Во втором действии на том же самом месте никто из героев, кроме Владимира, не помнит ничего о прошлом. Вновь появляются ослепший Поццо и онемевший Лаки, вновь является тот же мальчик-посланец от Годо, заявляющий, что приходит сюда в первый раз. Паузы удлиняются, на последней странице пьесы стоит десять авторских ремарок «Молчание». Вновь, как и в первом действии, герои решают пока не вешаться на дереве, а подождать до завтра, когда, возможно, придет Годо.

Одни критики видят в пьесе утверждение бессмысленности человеческого существования, другие – гимн надежде, спасительной силе, позволяющей перенести эту бессмысленность.

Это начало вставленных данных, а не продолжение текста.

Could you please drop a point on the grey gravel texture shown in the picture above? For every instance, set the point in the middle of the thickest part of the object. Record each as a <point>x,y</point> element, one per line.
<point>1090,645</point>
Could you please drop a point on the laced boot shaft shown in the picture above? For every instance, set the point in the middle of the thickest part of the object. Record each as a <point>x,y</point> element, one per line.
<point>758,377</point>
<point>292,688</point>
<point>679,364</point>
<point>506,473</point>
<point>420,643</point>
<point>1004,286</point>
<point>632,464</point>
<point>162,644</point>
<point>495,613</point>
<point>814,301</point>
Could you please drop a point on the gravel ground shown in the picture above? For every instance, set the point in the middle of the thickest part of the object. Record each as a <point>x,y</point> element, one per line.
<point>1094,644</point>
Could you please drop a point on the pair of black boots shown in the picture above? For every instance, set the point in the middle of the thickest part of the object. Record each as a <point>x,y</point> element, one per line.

Естественно, что критические интерпретации пьесы достраивают в ней те смыслы, которые, по мнению критиков, редуцировал автор. Эти предлагавшиеся интерпретации делятся на три основных группы. Первая – христианские истолкования пьесы: в имени «Годо» усматривается созвучие с английским словом God, Бог, и тогда Владимир и Эстрагон прочитываются как символ человечества, ожидающего возвращения Спасителя. В таком толковании Поццо превращается в символ папской власти, в тиранического главу Церкви, а Лаки – в верующего христианина, в образ и подобие божие, а то и в самого Христа с веревкой на шее, с поклажей вместо креста, в жертву человеческих пороков и нетерпимости. Владимир и Эстрагон соотносят себя с разбойниками, распятыми вместе с Христом. Кривое дерево, под которым разворачивается действие, тогда символизирует в отдельных сценах древо жизни либо древо смерти, древо познания либо иудино дерево, на котором повесился предатель Иуда. Однако Беккет всегда говорил, что если бы он имел в виду изобразить в Годо Бога, то так прямо и написал бы, и безусловно, мир Беккета – это мир, в котором «Бог умер», ведь к поэтике абсурда он пришел после Второй мировой войны, когда повсюду на Западе распространилась идея тотального обесценения бытия.